Le président de la République a fait des concessions sociales et condamné avec la plus grande fermeté ceux qui pratiquent la violence. Les mesures sociales vont avoir un coût financier important, et affaibliront Emmanuel Macron sur la scène européenne. Elles marquent à l’évidence une défaite de celui qui jusqu’ici déclarait sans cesse qu’à la différence de ses prédécesseurs - qui, confrontés à ce genre de protestations,  avaient tendance à reculer -  il ne céderait jamais. Ces mêmes mesures visaient à diviser les gilets jaunes entre "modérés" et "radicaux" et, en effet, certaines divergences sont apparues en leur sein.

Par ailleurs, par ce discours, le président de la République s’adresse surtout à l’opinion publique française qui soutient le mouvement mais qui en condamne les violences. A celle-ci, il montre avoir tendu la main aux gilets jaunes et se pose en garant de l’ordre public. Il entend ainsi retourner les Français contre les gilets jaunes qui seraient tentés de continuer leur action, de se radicaliser et par leurs manifestations de déclencher de nouveau des affrontements avec les forces de l’ordre et des pillages.

Le mouvement ne s’arrêtera pas du jour au lendemain, mais il risque de s’affaiblir. En tout état de cause, il laissera des traces importantes à moyen et long terme.

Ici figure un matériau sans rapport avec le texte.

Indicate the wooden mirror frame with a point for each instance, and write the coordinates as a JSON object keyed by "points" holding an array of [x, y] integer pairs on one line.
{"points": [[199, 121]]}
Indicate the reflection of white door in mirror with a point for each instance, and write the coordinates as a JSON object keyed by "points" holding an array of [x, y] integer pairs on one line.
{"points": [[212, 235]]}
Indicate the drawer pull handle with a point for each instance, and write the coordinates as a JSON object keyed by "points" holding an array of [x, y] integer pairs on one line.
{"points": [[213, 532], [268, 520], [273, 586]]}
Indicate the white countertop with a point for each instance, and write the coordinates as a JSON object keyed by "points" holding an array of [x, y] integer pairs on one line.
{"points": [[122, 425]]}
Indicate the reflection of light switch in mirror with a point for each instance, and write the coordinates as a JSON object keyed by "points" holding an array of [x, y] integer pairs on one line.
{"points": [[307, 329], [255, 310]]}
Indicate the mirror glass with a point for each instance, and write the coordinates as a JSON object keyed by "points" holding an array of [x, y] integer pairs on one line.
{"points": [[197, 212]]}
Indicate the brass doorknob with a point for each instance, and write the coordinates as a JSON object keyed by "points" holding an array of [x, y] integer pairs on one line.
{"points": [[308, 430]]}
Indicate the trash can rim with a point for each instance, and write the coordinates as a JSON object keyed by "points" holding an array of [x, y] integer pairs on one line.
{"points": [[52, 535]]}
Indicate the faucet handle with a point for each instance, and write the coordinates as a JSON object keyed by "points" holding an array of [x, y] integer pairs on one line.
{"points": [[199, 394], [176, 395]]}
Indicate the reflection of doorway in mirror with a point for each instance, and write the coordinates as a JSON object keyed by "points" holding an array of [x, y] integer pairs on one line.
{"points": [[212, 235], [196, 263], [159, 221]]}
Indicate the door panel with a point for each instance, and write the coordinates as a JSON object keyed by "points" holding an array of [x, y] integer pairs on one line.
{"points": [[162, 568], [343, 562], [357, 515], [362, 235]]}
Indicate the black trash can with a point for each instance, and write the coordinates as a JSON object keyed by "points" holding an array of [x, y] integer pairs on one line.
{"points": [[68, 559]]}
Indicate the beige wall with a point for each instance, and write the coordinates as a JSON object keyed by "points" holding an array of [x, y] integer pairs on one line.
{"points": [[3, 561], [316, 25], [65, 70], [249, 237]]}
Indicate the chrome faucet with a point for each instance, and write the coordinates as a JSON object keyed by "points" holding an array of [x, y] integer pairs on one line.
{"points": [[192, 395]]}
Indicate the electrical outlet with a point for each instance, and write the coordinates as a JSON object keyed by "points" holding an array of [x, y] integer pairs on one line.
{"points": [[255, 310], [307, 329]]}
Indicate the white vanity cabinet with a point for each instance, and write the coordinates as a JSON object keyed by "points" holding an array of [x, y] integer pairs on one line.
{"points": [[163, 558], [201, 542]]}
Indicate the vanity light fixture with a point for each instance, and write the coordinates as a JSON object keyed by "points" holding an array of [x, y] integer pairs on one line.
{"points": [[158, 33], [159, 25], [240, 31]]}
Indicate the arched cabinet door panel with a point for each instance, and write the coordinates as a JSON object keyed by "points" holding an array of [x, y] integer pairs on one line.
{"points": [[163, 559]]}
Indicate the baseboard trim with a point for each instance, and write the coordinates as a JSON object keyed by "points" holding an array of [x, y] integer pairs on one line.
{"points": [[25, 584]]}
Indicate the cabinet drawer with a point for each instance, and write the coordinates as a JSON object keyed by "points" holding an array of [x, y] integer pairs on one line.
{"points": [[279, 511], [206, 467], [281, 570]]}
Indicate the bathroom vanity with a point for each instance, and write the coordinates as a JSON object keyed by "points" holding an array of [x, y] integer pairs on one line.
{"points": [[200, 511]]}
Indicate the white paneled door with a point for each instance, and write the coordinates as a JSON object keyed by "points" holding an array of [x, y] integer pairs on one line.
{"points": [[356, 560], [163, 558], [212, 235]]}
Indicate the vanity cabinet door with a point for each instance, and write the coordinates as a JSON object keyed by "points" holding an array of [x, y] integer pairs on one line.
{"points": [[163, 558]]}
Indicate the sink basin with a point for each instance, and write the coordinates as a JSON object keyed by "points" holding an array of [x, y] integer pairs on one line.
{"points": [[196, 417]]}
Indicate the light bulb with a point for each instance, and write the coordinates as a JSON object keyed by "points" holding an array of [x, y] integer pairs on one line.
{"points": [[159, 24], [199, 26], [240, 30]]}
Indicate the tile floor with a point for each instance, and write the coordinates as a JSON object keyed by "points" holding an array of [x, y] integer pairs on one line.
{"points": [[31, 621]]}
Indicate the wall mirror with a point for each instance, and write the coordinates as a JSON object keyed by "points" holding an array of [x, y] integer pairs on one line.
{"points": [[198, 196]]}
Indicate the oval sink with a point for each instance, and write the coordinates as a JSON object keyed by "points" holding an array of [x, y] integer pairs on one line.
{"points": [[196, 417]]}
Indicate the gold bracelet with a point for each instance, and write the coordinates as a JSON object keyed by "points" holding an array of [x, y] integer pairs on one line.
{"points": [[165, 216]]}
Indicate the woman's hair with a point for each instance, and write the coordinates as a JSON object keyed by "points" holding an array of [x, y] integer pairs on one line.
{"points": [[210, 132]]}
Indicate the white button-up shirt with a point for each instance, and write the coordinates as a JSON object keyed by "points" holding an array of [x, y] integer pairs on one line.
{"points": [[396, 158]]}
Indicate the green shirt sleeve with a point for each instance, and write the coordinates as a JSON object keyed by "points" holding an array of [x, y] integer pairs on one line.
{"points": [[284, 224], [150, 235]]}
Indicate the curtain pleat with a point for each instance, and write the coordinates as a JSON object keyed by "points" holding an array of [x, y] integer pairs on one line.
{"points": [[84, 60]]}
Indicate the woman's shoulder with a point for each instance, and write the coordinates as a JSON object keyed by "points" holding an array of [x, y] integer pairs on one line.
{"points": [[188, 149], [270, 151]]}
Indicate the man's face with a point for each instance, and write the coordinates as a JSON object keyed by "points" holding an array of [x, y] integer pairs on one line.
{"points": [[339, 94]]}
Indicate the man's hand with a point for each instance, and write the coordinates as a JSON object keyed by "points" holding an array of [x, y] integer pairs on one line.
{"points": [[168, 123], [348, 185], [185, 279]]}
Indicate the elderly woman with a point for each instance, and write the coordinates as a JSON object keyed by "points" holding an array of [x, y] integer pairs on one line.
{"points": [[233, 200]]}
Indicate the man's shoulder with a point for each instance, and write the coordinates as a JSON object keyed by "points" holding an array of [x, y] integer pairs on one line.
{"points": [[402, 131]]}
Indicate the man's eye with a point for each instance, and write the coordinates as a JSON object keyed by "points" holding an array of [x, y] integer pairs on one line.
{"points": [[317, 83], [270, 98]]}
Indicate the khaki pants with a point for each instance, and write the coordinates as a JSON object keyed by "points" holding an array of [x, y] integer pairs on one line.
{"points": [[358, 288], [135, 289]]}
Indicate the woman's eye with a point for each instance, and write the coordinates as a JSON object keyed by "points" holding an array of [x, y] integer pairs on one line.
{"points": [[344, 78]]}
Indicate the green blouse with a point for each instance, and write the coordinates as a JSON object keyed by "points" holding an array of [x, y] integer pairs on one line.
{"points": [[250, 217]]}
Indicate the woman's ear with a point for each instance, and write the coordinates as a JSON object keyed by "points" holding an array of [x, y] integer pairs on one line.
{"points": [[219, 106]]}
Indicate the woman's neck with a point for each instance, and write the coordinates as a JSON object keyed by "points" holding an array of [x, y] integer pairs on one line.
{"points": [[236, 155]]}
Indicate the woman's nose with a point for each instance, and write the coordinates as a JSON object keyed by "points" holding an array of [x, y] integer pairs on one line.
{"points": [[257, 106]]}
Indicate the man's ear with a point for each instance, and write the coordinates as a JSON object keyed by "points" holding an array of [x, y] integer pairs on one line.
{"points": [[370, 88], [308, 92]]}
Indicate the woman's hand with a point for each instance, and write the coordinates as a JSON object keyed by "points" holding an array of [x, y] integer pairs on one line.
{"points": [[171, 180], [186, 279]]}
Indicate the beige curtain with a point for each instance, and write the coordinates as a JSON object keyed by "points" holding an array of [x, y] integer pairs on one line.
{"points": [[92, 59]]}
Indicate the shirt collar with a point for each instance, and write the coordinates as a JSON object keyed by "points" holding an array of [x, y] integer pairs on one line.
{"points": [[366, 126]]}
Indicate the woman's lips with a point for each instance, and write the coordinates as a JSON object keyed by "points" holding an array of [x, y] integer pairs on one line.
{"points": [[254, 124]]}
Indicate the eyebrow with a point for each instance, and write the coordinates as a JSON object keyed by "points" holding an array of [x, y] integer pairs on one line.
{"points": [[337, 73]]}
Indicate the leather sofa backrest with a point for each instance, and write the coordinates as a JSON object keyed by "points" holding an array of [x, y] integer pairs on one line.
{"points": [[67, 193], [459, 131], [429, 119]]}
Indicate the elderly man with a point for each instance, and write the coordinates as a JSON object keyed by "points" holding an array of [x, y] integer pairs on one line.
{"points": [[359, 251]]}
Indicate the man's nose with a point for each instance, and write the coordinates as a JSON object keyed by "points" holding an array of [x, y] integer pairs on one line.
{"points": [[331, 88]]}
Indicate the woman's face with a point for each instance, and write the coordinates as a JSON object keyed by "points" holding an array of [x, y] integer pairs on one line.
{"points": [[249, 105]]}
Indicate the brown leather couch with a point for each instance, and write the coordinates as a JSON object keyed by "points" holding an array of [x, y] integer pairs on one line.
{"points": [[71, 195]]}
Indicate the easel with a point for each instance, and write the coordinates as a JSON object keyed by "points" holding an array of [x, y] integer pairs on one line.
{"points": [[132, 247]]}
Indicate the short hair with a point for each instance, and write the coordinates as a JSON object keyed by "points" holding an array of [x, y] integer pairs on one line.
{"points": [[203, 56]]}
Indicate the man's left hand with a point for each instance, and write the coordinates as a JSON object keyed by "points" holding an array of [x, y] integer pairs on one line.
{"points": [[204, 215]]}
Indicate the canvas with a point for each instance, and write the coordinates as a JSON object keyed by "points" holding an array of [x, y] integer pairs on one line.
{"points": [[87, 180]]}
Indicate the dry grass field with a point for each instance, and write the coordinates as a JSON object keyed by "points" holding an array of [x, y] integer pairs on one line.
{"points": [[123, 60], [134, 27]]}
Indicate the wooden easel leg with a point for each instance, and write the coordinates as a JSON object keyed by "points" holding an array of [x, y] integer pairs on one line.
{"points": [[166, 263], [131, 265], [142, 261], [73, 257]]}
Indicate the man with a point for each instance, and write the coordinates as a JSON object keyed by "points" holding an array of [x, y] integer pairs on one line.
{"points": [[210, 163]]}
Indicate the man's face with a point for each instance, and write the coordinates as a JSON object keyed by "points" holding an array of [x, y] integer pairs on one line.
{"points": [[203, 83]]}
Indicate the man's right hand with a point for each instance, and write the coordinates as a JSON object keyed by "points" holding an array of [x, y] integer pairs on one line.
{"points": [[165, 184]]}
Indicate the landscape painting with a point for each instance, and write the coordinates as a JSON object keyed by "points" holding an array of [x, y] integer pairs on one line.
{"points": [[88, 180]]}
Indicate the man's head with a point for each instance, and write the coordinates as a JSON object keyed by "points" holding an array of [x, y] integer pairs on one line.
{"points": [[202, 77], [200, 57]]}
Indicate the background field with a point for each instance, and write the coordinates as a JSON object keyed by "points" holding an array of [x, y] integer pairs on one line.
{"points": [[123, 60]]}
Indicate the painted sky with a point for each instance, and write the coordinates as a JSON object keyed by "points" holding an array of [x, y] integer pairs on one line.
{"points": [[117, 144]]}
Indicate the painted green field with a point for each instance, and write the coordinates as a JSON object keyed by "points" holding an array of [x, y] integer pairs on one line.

Or, les premiers sondages enregistrent un déclin de la popularité des gilets jaunes et un certain soutien aux décisions du président de la République. Le mouvement ne s’arrêtera pas du jour au lendemain, mais il risque de s’affaiblir. En tout état de cause, il laissera des traces importantes à moyen et long terme. Qui auront, à n’en point douter, un impact politique.